Mortgage blog: Just six in ten house purchases in 2013 used a mortgage
Over recent months there have been plenty of good news stories about the UK mortgage market. The choice of deals has increased, rates have hit record lows and government initiatives have made a greater range of low deposit deals available.
However, startling new figures from the Intermediary Mortgage Lenders Association (IMLA) show that the percentage of house purchases that required a mortgage was lower in 2013 than in any other year since the global financial crisis.
Mortgages account for just £3.98 of every £10 spent on property in the UK
According to the latest IMLA report, "What is the new normal?" gross mortgage lending in the UK rose from £82bn in 2012 to £94bn in 2013. However, while many lenders have re-entered the market and strong competition is boosting the range of deals, fewer people are actually using a home loan to buy a house.

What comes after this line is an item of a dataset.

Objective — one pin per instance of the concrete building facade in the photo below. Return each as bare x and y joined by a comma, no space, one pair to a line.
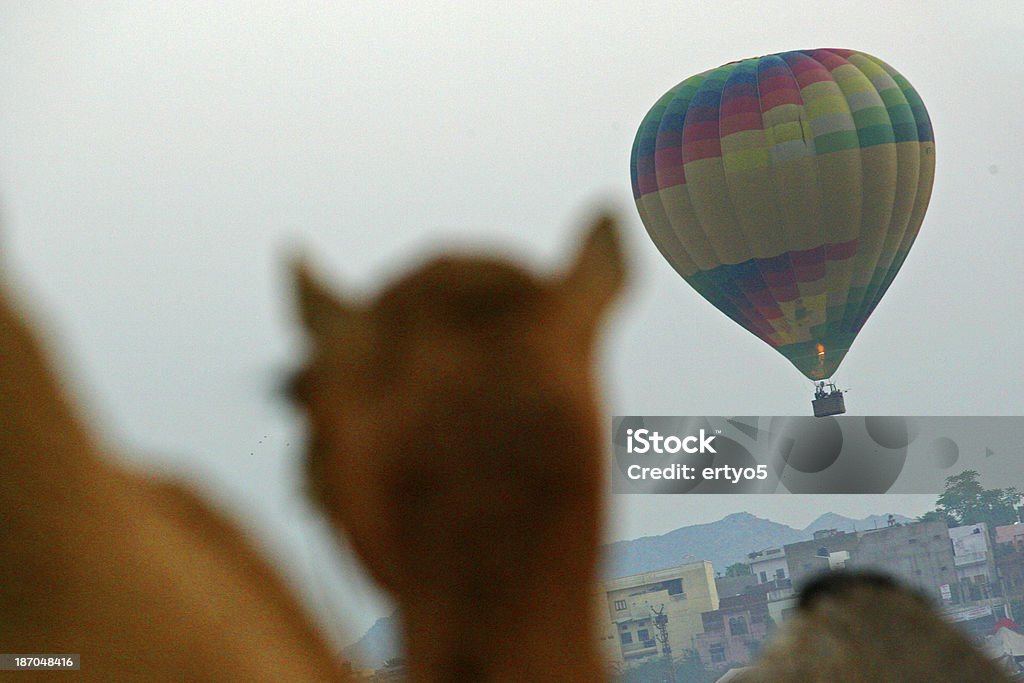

The percentage of home buyers using a mortgage fell from 76% in 2006 to 65% in 2008 at the onset of the recession. Having recovered to 67% in 2010, it dropped again to a new low of 62% last year.
This means that mortgages contributed less than 40% of the total value of property transactions in 2013 for the first time since current records began. IMLA's analysis means that for every £10 spent on house purchases in 2013, mortgages contributed just £3.98. This is compared to 2010, where mortgages contributed £4.73 for every £10 spent on property.
Keith Osborne, editor of Whathouse.com, says: "It is certainly true that the UK's mortgage market grew strongly in 2013 and that access to mortgage finance improved. However, the market still remains subdued and these figures show that property buying favours either people with significant cash or other assets or those people moving home and who have a lot of equity in their property."
Peter Williams, executive director for IMLA, remarks: "It is only recently that responsible borrowers have begun to enjoy a better chance of getting a mortgage. The shift towards cash and equity for property purchases may be less of a concern if you already have your foot in the door. But plenty more people are still shut out, even when their income and financial track record means they can sensibly manage a loan.
"We are a long way from a normal mortgage market and must stay focused on improving access for responsible buyers who cannot hope to conjure up a vast sum of cash or equity."